4 Surprising Causes of Sports Injuries

Major injuries are all too common among today's athletes. They're also more preventable than you might think. Learn how to protect yourself.

Sports Injury

In sports, plenty of things that can hurt you are outside of your control—the wild pitch headed for your back, the linebacker you never saw coming, the divot that caused you to roll your ankle. So you should act on the things that are within your power in to stay healthy and on the field. For example: Poor or insufficient eating has been linked to higher injury rates, so be sure to eat well to support your activity level. Here are some other insidious threats to your all-star season.

Static Stretching

Warm muscles are the only ones you should be stretching. Static pre-warm-up stretching seriously slashes your strength and stability, and can lead to injury. In one Journal of Strength and Conditioning Research study, young men who performed static stretches suffered from 22.68 percent less muscle stability and squatted 8.36 percent less weight than they could after completing a dynamic warm-up.

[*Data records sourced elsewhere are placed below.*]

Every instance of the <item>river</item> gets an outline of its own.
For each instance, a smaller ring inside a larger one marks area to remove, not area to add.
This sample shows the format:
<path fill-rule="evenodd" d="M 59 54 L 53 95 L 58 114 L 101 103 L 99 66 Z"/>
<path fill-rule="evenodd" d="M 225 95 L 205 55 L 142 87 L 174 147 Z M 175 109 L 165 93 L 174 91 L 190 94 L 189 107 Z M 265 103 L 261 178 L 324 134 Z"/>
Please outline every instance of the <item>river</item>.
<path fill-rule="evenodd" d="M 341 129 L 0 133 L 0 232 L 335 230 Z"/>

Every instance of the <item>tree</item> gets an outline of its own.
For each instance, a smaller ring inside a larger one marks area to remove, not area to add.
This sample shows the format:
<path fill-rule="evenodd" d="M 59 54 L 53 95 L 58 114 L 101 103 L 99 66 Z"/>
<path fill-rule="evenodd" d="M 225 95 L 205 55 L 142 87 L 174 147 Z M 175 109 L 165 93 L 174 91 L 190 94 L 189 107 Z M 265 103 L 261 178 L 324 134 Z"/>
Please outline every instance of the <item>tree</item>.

Athleticism is not just physical. It's mental, too—and a lack of confidence can hit your body hard, says coach Brian St. Pierre, MS, RD, CSCS. When you're shaky on the field, second-guessing can cause season-ending missteps. "When you are less confident on the field, you are more timid, you are hesitant on your next move, and you are 'thinking' more, rather than just reacting and playing from instinct. You miss assignments, you make more mistakes, and you end up in more vulnerable positions, increasing your risk of injury," he says. Treat your body right and trust it to execute on game day. No buts about it.

Late Nights

Skipping sleep does a number on your cognitive and fine motor skills. The result: bad moves on the field. According to the American Academy of Pediatrics National Conference and Exhibition, young athletes who sleep eight or more hours each night are 68 percent less likely to be injured than athletes who regularly sleep less.

Weak Hip Flexors

A common problem among athletes—especially those who sit in classes for much of the day—weak hip flexors are a main contributor to lower-leg injuries, according to the American College of Sports Medicine. Incorporate hip-specific exercises like the Step-Up with Knee Raise, Swiss-Ball Jackknife, and Hip Flexor Stretch into your routine, says exercise physiologist Marta Montenegro, MS, CSCS.